Kemudian dari Honda WR-V warna merah dengan nomor polisi F 1527 ABX, penyidik menyita USD20 ribu serta uang rupiah dengan beberapa pecahan.
Sementara dari Toyota Avanza warna putih dengan nomor polisi B 1547 SZP, ditemukan uang tunai sebesar Rp24,5 juta.
Penyidik juga menyita uang tunai lainnya sebesar Rp540.293.375.
Dari SS, Penyidik Sita Jam Tangan dan Perhiasan
Penyitaan berikutnya dilakukan terhadap tersangka SS.
Dari SS, penyidik menyita satu buah jam tangan analog merek Bell & Ross kode 3500BR-X33500208 beserta kotaknya.
Penyidik juga menyita sejumlah perhiasan dan batu permata yang disimpan dalam sebuah tas.
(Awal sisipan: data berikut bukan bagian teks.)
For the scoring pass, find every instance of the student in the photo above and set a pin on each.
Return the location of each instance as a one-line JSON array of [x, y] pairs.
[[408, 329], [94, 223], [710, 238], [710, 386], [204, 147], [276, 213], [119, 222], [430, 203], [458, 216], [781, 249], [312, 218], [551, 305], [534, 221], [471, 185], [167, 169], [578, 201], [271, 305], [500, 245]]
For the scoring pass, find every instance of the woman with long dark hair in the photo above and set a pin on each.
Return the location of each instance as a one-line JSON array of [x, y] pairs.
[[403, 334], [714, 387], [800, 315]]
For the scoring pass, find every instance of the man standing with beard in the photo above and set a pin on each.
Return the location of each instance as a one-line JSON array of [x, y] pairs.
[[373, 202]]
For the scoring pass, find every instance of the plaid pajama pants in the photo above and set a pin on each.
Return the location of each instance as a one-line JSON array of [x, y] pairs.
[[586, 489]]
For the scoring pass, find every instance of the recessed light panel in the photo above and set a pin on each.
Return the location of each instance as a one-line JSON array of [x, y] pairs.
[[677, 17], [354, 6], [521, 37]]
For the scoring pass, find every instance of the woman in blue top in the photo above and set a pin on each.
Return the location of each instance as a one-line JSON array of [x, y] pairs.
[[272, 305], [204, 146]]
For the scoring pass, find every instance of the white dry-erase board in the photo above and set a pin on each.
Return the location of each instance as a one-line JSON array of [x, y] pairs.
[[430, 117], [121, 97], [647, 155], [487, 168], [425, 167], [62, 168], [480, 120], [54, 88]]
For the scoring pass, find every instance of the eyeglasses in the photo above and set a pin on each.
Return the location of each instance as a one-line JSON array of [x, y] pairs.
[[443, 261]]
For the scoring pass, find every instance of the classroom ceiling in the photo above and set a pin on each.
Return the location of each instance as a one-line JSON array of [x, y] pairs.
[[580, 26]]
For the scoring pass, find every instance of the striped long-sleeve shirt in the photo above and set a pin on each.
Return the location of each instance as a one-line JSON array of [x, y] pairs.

Di antaranya cincin dengan Natural Blue Sapphire, Natural Ruby, Natural Hessonite, serta sejumlah cincin dengan mata batu berwarna cokelat, biru, putih, merah muda, merah, dan hijau.
Terdapat pula satu batu permata berwarna biru muda transparan.
Dua Mobil Mewah Disita dari AYS
Sementara itu, dari tersangka AYS yang disebut sebagai pihak swasta, penyidik menyita dua kendaraan mewah.
Keduanya yakni BMW 740 LI AT warna putih tahun 2013 dan Toyota Alphard 2.5X A/T warna hitam tahun 2019.
Selain kendaraan, penyidik juga menyita uang tunai dalam mata uang asing. Dari AYS ditemukan USD8.658 serta SGD1.800 dengan berbagai pecahan.
Penyitaan Telah Mendapat Persetujuan Pengadilan
Terhadap seluruh barang bukti atau aset tersebut, penyidik menyatakan telah memperoleh dan menetapkan persetujuan penyitaan dari Ketua Pengadilan Negeri.
Aset yang telah disita tersebut nantinya akan difungsikan sebagai pembayaran uang pengganti dalam penanganan perkara dugaan tindak pidana korupsi tersebut.
Penyitaan aset menjadi bagian dari proses penyidikan untuk mengamankan barang yang berkaitan dengan perkara. Status para pihak dalam perkara ini tetap harus dipandang berdasarkan proses hukum yang berlaku dan asas praduga tak bersalah sampai terdapat putusan pengadilan yang berkekuatan hukum tetap.